Gemäß dem Renewable Energy Country Attractiveness Index, einem jährlichen Ranking der 40 attraktivsten Länder für erneuerbare Energien, schafft es Marokko in diesem Jahr auf den 14. Platz – und damit als einziges afrikanisches Land neben Südafrika auf einen Rang unter den ersten 20.
Marokkos Energiewende begann vor 30 Jahren
Die Nutzung erneuerbarer Energien hat in Marokko schon fast Tradition: Bereits vor 30 Jahren wurde eine Agentur zur Erforschung erneuerbarer Energien entwickelt, die zunächst kleinere Anwendungen, zum Beispiel solarthermische Heizungen für Dampfbäder entwickelte. „Den Hauptschub bekam die Energiewende dann aber 2009: Das Staatsoberhaupt, König Mohammed VI., gründete eine staatliche Agentur für Solarenergie, Masen, und ließ einen „Solarplan“ ausarbeiten. Dessen Ziele sind ambitioniert. So sollen bis 2020 jeweils 2.000 Megawatt an Solar-, Wind- und Wasserkraft-Anlagen gebaut werden, sie würden dann 42 Prozent der gesamten Kraftwerksleistung stellen. Das entspricht bei voller Auslastung der Leistung von sechs Atommeilern“, schreiben die Klimaretter. Gleichzeitig will Marokko seine Energieeffizienz um zwölf Prozent steigern.

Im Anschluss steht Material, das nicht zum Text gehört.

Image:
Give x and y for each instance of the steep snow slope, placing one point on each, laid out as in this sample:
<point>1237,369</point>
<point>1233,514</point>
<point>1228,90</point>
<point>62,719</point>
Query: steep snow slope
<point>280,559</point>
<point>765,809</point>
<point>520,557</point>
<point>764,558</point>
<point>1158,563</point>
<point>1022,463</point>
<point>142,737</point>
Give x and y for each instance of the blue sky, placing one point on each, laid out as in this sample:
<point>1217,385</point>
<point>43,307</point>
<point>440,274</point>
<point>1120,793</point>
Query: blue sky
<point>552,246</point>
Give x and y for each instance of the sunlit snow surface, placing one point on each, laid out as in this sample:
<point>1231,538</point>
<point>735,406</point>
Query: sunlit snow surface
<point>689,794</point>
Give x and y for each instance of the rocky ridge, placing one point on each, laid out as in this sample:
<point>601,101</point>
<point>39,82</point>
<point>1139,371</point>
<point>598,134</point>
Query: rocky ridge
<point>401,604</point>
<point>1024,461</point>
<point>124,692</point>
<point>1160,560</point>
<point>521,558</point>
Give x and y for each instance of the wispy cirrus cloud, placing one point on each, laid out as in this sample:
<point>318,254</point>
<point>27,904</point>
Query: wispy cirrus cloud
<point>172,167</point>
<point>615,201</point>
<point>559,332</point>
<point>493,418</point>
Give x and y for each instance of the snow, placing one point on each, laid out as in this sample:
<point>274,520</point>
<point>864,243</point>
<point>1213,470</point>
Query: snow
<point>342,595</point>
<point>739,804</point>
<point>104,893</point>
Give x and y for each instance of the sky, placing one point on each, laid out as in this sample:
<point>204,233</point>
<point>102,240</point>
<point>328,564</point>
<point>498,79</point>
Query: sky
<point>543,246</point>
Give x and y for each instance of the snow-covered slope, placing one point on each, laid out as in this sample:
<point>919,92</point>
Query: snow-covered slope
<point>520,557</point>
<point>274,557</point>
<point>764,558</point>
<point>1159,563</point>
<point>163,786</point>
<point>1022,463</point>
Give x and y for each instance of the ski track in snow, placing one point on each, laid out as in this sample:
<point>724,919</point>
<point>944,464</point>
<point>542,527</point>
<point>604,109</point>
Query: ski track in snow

Teure Energieimporte bremsen die Wirtschaftskraft
Das ambitionierte Vorgehen des nordafrikanischen Staates hat triftige Gründe: das Land besitzt kaum eigene Bodenschätze und deckt seinen Energiebedarf vor allem mit Erdöl, Erdgas und Kohle, die zu über 95 Prozent aus Ländern wie Algerien importiert werden müssen. Außerdem bezieht das Land Strom aus Spanien, über ein Seekabel. Eine teure Abhängigkeit, die die Wirtschaftskraft des Landes schwächt.
Zudem ist Marokkos Energiebedarf in den letzten Jahren stark gestiegen. Die Regierung wird laut Dayae Oudhiri, Mitglied im Management von Masen, in den nächsten Dekaden alle zehn Jahre die doppelte Menge an Energie bereit halten müssen. „And it had two options to do that: either remain heavily dependent on imports, and continue to build what I call black plants, or go green. […] We decided to go green: to go for renewables“, so Oudhiri. Man habe sich vor den Optionen gesehen, entweder weiterhin von teuren Importen abhängig zu sein und fossile Kraftwerke zu errichten, oder den grünen Weg zu gehen. Das Land habe sich für erneuerbare Energien entschieden.
Nun sei es das Ziel, im Jahr 2020 42 Prozent am nationalen Energiemix aus Erneuerbaren zu erzeugen. Aktuell sind es immerhin rund 35 Prozent.
Vertrauensvolle Zusammenarbeit mit Deutschland
Deutschland ist für Marokko seit Jahrzehnten ein wichtiger Partner bei der Umsetzung seiner Energiewende. Die Siemens AG betreibt in dem Land nach eigener Aussage schon seit 1956 eine eigene Niederlassung und hat „bereits mehrere Schlüsselprojekte zur Stromerzeugung aus erneuerbaren Energiequellen in Marokko umgesetzt – unter anderem das 300 Megawatt Windprojekt Tarfaya.“ Aktuell baut das Unternehmen in Tanger eine Fabrik, die Rotorblätter für Onshore-Windkraftanlagen herstellt.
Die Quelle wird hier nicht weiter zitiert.